Hundreds of galaxies have been playing a cosmic game of hide and seek, and astronomers just tagged them “it”.
Using radio telescopes to peer through the dense plane of the Milky Way, researchers have spotted huge galactic gatherings that have long been obscured from view. These galaxies lie a mere 250 million light-years away—and they will only get closer, because they appear to be pulling us towards them at breakneck speed.
Scientists had suspected that galaxies existed in this region, says study co-author Renée C. Kraan-Korteweg of the University of Cape Town, South Africa. But seeing them with traditional telescopes presents a challenge.

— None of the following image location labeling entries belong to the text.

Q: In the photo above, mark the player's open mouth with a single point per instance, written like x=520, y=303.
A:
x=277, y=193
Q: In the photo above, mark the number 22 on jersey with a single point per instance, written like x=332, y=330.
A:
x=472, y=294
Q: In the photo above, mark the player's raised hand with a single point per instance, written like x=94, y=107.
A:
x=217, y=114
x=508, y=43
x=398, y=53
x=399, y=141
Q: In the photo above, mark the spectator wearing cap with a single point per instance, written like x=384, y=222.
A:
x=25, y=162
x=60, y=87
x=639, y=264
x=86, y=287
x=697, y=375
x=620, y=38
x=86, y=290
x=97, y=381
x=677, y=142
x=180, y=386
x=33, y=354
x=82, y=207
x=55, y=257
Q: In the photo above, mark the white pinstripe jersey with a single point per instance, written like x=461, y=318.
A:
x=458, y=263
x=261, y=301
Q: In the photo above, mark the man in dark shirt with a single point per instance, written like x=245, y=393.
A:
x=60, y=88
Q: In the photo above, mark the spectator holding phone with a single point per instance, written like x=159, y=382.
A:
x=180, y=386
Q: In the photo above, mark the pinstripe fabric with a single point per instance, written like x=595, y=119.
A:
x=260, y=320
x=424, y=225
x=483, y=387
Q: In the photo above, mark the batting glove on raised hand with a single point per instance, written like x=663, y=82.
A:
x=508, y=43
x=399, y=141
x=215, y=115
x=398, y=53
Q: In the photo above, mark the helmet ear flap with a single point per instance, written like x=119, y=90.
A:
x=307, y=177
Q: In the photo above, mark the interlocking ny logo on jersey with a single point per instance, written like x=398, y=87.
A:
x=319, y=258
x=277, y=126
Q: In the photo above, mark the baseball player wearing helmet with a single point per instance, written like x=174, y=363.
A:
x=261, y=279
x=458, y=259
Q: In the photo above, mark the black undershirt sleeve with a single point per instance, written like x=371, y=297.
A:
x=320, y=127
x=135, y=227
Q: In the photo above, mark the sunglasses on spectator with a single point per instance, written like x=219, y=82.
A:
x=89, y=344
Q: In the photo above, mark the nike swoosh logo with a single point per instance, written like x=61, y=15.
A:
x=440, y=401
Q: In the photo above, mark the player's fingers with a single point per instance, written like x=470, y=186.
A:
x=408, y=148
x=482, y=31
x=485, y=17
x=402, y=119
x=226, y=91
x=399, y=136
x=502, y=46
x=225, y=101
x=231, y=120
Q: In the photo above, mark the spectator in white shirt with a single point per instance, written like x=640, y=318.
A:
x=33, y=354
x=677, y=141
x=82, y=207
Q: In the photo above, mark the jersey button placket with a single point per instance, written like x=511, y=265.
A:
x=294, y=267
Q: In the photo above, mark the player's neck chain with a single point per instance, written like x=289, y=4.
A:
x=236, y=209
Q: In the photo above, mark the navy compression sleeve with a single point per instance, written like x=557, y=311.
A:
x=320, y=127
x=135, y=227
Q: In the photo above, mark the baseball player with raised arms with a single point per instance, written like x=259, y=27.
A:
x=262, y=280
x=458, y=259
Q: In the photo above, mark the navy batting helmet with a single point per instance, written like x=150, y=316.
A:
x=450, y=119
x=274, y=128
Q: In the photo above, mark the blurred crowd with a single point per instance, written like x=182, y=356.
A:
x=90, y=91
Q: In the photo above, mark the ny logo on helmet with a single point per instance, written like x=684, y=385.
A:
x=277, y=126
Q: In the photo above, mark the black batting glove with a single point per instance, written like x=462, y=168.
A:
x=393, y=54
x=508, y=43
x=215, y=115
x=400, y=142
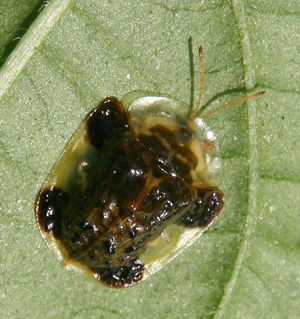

“It was not really not that surprising, because the stars and dust in our own Milky Way block a not insignificant part of the sky from our view, in optical light that is,” she says. “So yes, we did expect that many galaxies would be lying behind the plane of the Milky Way, or the so-called Zone of Avoidance. However, we did not know anything about their distribution in space.”
Kraan-Korteweg and colleagues with the International Centre for Radio Astronomy Research had a venerable tool at their disposal. The Parkes telescope, affectionately known as “the Dish,” is a 64-meter radio telescope that has been scanning the skies from New South Wales since 1961. The telescope can peer through gas and dust to see structures shining in longer radio wavelengths.
For this study, the team added a special device called a multibeam receiver, which allowed them to conduct large-scale night sky surveys at a rate 13 times faster than previously possible. The effort identified 883 total galaxies, 240 of which hadn’t been seen before, the team reports this week in the Astronomical Journal.
This galactic cornucopia represents a huge amount of mass, which makes the team suspect that the objects play a role in the intergalactic draw of a strange region called the Great Attractor.
Decades ago, astronomers noted that our galaxy and its neighbors are headed towards a largely blank spot on the cosmic map at some 14 million miles an hour. That rate is not consistent with the speed at which the universe is thought to be expanding. Instead, the motion suggests something we can’t see is pulling us with the gravitational force of a million billion suns.
The authors suggest that the previously unseen galaxies may help explain where a lot of that mysterious mass comes from—hundreds of galaxies, each containing perhaps 100 billion stars, can exert a lot of pull.
“It seems that the Great Attractor consists of many galaxies and clusters of galaxies lying in a very large region of space,” says Lister Staveley-Smith of the University of Western Australia. “Just why such a large over density of galaxies lies in that region is a mystery, although cosmological theory does seem to confirm that, occasionally, such large mass concentrations should occur.
“Further follow-up studies are still required to quantify the mass that these galaxies seem to trace and see if this is in full agreement with what the Great Attractor suggested. But we are a major step closer in this endeavor.”
R. Brent Tully, an astronomer at the University of Hawaii in Honolulu, welcomes the new survey of what lies behind our galactic plane, but he feels that the mystery of the Great Attractor remains largely unanswered.
“The authors had wondered if perhaps this mystery might be resolved if there is some big stuff behind the galactic plane that would explain the peculiar velocity at which we are traveling towards it,” he says.
“So they did the survey and what they find is, yeah, there are hundreds of galaxies, but there’s nothing really super big back there. So unfortunately it doesn’t really change the big picture all that much or find the answer that we’re looking for, like finding something really outstanding behind the plane might.”
But the group’s search for hidden structures isn’t over, and the next phase of the hunt will begin soon. One of the newest heavy hitters in radio astronomy, the Australian Square Kilometre Array Pathfinder observatory, came online in 2012. Sky surveys from this radio telescope array should help astronomers map the distribution, motion and large-scale structure of the newfound galaxies, says co-author Bärbel Koribalski at Australia’s CSIRO Astronomy and Space Science group.
The array’s Widefield ASKAP L-Band Legacy All-Sky Blind Survey, or WALLABY, also aims to detect more than half a million more galaxies lurking beyond our home turf.